Korea, Republic of (ROK) - Economy
Under a centralized planning system initiated in 1962, the ROK was one of the fastest growing developing countries in the postwar period, shifting from an agrarian to an industrial economy to a high-tech "new economy" in the course of only a few decades. In 1996, the ROK was officially admitted to the 30-member Organization for Economic Cooperation and Development (OECD) of advanced industrialized countries. In 2001, industry contributed 44% of GDP compared to 16.2% in 1965, while agriculture, forestry and fishing accounted for 4%, down from 46.5%. Much of this industrialization was fueled by the government's stimulation of heavy industry, notably steel, construction, shipbuilding, and automobile manufacture, as well as its support of technological advances in communications and information technology (CIT). To finance industrial expansion the ROK borrowed heavily up until the mid-1980s. By the end of 1986 its foreign debt equaled about 52% of GNP, making the country one of the world's four most deeply indebted developing economies.
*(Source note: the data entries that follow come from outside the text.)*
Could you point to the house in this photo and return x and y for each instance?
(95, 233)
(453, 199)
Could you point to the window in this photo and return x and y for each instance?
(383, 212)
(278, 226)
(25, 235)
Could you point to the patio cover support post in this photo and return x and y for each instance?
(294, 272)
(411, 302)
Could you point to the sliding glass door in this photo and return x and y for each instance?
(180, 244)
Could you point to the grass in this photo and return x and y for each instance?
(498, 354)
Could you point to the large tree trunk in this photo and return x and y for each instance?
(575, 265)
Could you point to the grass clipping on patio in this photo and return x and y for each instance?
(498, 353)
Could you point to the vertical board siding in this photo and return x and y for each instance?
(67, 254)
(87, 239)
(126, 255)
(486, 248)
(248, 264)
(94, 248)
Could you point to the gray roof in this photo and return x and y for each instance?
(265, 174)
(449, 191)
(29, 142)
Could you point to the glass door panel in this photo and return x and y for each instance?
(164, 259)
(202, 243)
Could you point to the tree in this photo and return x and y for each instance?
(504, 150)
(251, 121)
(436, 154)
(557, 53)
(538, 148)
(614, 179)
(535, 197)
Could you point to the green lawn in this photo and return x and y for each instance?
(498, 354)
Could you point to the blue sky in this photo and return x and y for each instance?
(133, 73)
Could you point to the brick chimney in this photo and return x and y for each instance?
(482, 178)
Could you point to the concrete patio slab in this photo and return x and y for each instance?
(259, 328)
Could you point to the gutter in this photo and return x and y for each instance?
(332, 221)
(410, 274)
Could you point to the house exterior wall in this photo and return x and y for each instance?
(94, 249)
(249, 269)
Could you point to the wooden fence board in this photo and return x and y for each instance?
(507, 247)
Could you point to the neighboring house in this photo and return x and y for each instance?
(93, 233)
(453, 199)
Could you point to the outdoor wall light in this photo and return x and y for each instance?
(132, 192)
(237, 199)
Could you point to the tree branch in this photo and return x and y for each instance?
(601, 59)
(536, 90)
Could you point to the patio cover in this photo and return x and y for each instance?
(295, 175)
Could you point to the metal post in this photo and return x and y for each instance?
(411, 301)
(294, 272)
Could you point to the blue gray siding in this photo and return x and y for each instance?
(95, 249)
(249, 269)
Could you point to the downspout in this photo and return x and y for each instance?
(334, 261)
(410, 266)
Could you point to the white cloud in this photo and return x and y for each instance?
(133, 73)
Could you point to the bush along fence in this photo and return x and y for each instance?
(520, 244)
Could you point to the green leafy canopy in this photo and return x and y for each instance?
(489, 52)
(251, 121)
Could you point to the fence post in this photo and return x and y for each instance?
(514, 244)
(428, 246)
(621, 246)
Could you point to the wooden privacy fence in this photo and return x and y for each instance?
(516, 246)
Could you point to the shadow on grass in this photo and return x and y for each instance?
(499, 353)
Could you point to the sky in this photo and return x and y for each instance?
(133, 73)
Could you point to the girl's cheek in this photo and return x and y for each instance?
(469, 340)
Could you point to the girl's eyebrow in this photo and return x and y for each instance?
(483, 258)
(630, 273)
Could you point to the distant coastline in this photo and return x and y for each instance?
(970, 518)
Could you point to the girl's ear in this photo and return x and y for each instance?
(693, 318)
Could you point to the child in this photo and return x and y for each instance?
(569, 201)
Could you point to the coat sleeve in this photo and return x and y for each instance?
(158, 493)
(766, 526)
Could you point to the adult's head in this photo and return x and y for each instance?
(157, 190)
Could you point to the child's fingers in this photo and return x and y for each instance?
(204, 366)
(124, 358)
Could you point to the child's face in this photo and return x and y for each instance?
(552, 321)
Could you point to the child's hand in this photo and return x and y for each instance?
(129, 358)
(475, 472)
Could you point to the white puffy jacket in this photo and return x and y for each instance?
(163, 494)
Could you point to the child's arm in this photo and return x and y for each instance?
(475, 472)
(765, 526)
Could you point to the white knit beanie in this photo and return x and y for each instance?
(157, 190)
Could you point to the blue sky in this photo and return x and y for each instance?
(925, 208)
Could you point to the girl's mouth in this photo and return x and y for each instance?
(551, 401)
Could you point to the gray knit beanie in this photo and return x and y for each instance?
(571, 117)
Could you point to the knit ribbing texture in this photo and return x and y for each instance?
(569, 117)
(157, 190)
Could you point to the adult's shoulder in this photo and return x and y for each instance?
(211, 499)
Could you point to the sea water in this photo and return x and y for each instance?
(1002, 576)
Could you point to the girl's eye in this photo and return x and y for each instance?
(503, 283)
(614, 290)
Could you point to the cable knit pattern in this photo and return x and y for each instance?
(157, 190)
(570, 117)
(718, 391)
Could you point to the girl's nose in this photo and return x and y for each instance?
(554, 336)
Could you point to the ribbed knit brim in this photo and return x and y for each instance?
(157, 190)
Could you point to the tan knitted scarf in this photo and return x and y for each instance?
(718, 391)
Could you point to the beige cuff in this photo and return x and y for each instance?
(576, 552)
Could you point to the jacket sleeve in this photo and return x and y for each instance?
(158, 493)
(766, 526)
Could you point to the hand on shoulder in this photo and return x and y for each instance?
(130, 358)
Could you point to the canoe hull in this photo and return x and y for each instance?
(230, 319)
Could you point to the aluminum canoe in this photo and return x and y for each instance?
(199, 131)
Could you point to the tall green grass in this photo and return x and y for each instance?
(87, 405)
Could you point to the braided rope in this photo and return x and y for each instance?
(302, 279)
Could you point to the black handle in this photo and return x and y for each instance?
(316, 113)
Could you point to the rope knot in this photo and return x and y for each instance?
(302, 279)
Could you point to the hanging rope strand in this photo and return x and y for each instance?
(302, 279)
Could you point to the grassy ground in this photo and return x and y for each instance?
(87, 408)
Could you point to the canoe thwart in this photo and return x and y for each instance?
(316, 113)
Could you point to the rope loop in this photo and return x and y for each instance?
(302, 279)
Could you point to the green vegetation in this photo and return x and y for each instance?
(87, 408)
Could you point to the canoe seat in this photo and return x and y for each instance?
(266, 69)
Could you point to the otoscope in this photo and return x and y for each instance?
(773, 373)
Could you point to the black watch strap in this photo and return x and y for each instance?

Steady current account surpluses allowed the ROK to reduce this figure, but in 1998, in the wake of the Asian financial crisis, the external debt/GDP ratio again ballooned, reaching an average 46.9% in 1998. Financial and corporate structural reforms helped bring this ratio down to 28.4% (est.) in 2002, with a projected 25.8% in 2003.
The average annual rate of GDP growth declined from an average of 9.5% between 1965–80 and 9.7% 1980 to 1990 to6.57% 1991 to 2000 as export growth slowed, labor costs rose, and the won steadily appreciated against the US dollar. However, Korea's economy started to grow once again at the phenomenal rate that it saw in the 1970s and 1980s in the later 1990s. The economy grew by 9.1% in 1995 and 9.1% in 1996. However, after June 1997, when Hong Kong reverted to Chinese rule, South Korea became engulfed in the Asian financial crisis. GDP growth averaged only 5% in 1997, and then turned negative (-6.6%) in 1998, in the country's first economic contraction since the Korean war. Export value fell 25% in 1998 despite a 19.6% increase in volume, due to depreciating currencies. Before the end of 1997, a $58 billion international support program had been arranged, anchored in a three year stand-by arrangement with the IMF running from 4 December 1997 to 3 December 2000, and a one-year arrangement under IMF's Supplemental Reserve Facility (SRF) with an additional $14 billion line of credit. South Korea's economy made a strong recovery in 1999 and 2000, with GDP growth rates if 10.9% and 9.3%, while inflation, which had reached 4% in 1998, was held to 1.9% in 1999 and 2.8% in 2000. The recovery was sharply interrupted, however, by the collapse of the dot.com boom in early 2001 and the decline in international investment in the aftermath of the 11 September 2001 terrorist attacks on the United States. Real GDP growth dropped to 3.3% in 2001 and is projected to have achieved only between 5.5% and 5.8% in 2002.